The potential and risks of GenAI applications in clinical settings
Context
In 2023/24 we added Artificial Intelligence (AI) as a topic to our module entitled “Professional issues” which is taught to Physiotherapy students. As AI was not previously taught, we grouped all senior fresh and junior sophister students together for a class on this topic. The timetable afforded us one hour of in-person teaching this year, but we will expand this for future cohorts. There were approximately 75 students in total in the class between both year groups.
What was your goal in utilising GenAI as part of the teaching process?
The aim of the session was to facilitate an open discussion around the opportunities and limitations of GenAI.
Learning outcomes were to:
- identify opportunities that GenAI tools present generally and in the clinical setting;
- discuss potential for bias, inaccuracy, misinformation and ethical issues.
As this was our first year to integrate GenAI into the module, it was not aligned with assessments and the learning outcomes were deliberately “low” on Bloom’s Taxonomy of Learning. In advance of next academic year, the curriculum will be reviewed and greater clarity will likely emerge regarding the learning outcomes related to GenAI within the module.
We added a session on GenAI as we are aware that GenAI is used in clinical practice and is highly relevant to our profession. We feel that, as educators, we need to equip our students with the best chance to enhance patient care, and AI is now part of that, for better and worse!
How did you use GenAI to enhance teaching, learning and/or assessment?
We asked students to perform a SWOT (strengths, weaknesses, opportunities, and threats) analysis before the class outlining the opportunities, risks, strengths and weaknesses of AI for the profession of Physiotherapy.
We then outlined a case study of a patient who was underweight, with a persistent cough and reported hand weakness. We asked the Kemtal GenAI platform to provide a potential physiotherapy diagnosis for this patient with the aim of:
- identifying covert red flags (i.e. hidden signs which might suggest the presence of a serious pathology) - in this case covert red flags included weight loss and a persistent cough);
- undertaking clinical reasoning. This is a skill required by all Physiotherapists which consists of gathering relevant information, such as signs and symptoms, and analysing that information in order to make sense of what is happening at a physiological level in a patient. Clinical reasoning helps ensure safe and effective clinical practice but it is often difficult for students to do on clinical placement. GenAI could hold potential for supporting students and clinicians with this important activity.
Moving on from the case study we discussed academic integrity, the potential for plagiarism through GenAI use and consequent impacts on the profession of Physiotherapy. We asked students to discuss potential solutions to these issues especially when in the context of take-home assignments.
We then began to move – literally! Students trialled a GenAI exercise program (see resources below) which corrects movements in real time and provides feedback on exercising to the patient as well as to the therapist who is prescribing the exercise.
What were the outcomes of using GenAI in this way?
The selected case study resulted (by design) in a contentious issue arising around the professional remit of a Physiotherapist which was subsequently debated in class. In short, the AI platform gave starkly different answers compared to those provided by the Physiotherapist. This activity showcased both the potential of GenAI to support diagnostic and clinical reasoning processes while also highlighting bias and potential to impact negatively on patient treatment and care.
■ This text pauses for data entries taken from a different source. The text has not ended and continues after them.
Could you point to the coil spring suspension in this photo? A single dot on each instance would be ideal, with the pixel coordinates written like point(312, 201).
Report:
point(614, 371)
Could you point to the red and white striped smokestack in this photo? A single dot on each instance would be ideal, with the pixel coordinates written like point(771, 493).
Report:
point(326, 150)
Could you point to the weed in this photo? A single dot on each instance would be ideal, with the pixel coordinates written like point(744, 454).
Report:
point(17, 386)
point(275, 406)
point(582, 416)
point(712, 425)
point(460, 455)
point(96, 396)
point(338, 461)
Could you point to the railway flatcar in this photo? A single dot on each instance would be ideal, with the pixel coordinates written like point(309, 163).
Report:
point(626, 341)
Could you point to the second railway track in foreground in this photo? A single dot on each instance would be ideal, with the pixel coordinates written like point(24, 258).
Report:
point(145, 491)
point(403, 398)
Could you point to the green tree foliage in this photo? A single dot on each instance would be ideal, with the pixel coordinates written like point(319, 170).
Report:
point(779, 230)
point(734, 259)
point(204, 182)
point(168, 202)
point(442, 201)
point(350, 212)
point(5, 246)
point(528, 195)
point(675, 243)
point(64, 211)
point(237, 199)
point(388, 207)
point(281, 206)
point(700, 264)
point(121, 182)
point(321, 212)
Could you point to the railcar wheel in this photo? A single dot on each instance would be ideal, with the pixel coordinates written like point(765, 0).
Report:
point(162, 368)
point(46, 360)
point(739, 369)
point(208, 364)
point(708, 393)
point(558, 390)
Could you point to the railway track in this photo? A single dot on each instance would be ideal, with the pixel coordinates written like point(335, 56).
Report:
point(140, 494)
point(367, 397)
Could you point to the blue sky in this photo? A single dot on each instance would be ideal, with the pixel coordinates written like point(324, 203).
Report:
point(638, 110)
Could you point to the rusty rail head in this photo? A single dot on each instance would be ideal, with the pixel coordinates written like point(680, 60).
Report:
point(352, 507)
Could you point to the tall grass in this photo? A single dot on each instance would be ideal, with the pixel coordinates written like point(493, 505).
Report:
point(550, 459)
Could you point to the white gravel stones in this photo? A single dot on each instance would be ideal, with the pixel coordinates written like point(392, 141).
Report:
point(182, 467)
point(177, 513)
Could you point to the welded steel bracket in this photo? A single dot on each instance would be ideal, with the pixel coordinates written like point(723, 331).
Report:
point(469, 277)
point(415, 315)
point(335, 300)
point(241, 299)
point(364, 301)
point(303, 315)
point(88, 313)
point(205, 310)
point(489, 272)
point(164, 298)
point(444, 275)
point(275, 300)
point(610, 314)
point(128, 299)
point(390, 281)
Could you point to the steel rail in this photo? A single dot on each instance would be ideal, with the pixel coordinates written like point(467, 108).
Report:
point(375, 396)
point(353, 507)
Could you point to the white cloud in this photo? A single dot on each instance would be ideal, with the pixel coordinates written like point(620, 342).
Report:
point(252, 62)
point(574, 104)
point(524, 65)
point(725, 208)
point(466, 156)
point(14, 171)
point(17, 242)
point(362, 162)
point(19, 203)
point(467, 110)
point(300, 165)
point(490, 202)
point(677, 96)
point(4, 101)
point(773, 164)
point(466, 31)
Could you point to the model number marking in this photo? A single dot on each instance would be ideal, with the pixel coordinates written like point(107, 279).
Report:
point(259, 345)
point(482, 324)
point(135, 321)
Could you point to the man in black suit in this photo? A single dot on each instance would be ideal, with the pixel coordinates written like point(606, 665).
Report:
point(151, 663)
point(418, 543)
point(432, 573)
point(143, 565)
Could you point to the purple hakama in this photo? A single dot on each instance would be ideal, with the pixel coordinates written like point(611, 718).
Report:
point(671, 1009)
Subsequent discussions on academic integrity etc resulted in interested and wide-ranging comments and opinions!
The GenAI exercise programme was by far the most fun part of the class. Students used Vevox polling software throughout this session and when asked if they could see a use for a programme such as the GenAI exercise programme in their clinical practice they agreed that it would be very useful and that they could see themselves using something like it!
We ended by discussing if, as a profession, we should contribute to the content that GenAI uses, and, if so, how? We also questioned if it was possible for us to alter algorithms and questioned who or what was really leading to outcomes produced. That is unfortunately all we managed to cover in an hour but as part of the SWOT analysis conducted prior to class, students came up with some other ideas which we could incorporate into our curriculum. These included asking an AI bot to pretend to be a patient and then having a conversation with that patient: the transcript of this conversation could then be assessed by the academic.
There was no formal evaluation of the session, but Vevox poll contributions indicated a high level of engagement with some students reaching quite an impressive depth of thinking/consideration and others enjoying the lighter side of the topic!
What did you learn as part of this process and is there anything you would do differently?
I learnt that students themselves can, and will, tell us how to integrate GenAI into the curriculum and what they need to know if we simply ask them the correct questions. Next year I will dedicate more time to this topic and we will be able to teach one year group at a time (as it won’t be the first year of this topic being introduced). Smaller numbers will also help facilitate better discussions.
GenAI tools used
- Kemtai - this platform leverages proprietary AI and advanced Computer Vision, top analyse human motion and provide real-time training feedback to create safer and more effective exercises for physiotherapy and fitness.